2. Ticket Sales and Concessions

This source of revenue is a function of ticket prices and attendance. Ticket prices vary from team to team based on local market demographics. Attendance is also largely dependent on team performance, but some markets can sustain high attendance with inferior team performance.

Although ticket sales constitute an important revenue stream for individual football franchise teams, they are nothing compared to quickly growing revenue from TV deals. On average, NFL stadiums seat about 70,000 people and games tend to always sell out. This doesn’t leave much opportunity for growth.

The average ticket price has increased about 7% annually since the turn of the century. Tickets cost about $30 in 2000 to about $102 in 2017, but the added revenue from these increases are still very little when compared to revenue growth from TV.
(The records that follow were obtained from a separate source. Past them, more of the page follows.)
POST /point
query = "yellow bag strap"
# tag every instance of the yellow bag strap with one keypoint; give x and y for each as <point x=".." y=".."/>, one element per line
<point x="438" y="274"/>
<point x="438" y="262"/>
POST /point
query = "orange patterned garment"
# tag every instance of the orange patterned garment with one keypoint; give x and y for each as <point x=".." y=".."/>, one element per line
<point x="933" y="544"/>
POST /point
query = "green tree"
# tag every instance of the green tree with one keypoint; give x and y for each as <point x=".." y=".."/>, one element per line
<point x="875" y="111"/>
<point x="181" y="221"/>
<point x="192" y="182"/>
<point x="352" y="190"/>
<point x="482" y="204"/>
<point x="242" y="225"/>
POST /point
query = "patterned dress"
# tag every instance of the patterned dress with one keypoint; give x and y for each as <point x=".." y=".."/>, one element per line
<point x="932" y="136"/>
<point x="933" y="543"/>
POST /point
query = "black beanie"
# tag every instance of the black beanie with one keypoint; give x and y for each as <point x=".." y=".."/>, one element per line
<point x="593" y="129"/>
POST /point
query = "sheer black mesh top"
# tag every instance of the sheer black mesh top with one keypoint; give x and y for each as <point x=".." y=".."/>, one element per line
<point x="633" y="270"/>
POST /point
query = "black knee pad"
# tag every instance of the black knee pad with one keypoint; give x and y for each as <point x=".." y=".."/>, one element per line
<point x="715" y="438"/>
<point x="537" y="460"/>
Football teams can also use their stadiums to host non – football events, like concerts, but opportunities for revenue growth from these events have the same limitations. Just like ticket sales, concessions are still very tiny compared to TV deals. Concessions contribute only about $3 – 5 million to the average NFL team’s revenue, but the margins on selling food at games are extremely high. Beer and soda sold at stadiums have margins of over 90%.

3. Corporate Sponsorships

Corporate sponsors pay NFL teams to display their logos on players’ uniforms, TV transitions, merchandise, etc. In 2018, the NFL in general pulled in over $1.3 billion in sponsorships. Professional football teams also receive revenue through sales of team merchandise, which includes jerseys, hats, and other team branded products.

Also, most teams receive stadium – related revenue, which includes naming rights, in – stadium signage/ advertising, luxury suites, parking, and concessions. The portion of these revenue streams that each team receives is dependent on the ownership or lease terms for the stadium.

In summary, the exact revenue stream for professional football franchise owners requires consideration of several unique factors that do not exist in most traditional business environments. These franchises are made up of a distinct market where teams typically generate income and sell at prices in excess of what would be expected based on traditional business methodologies.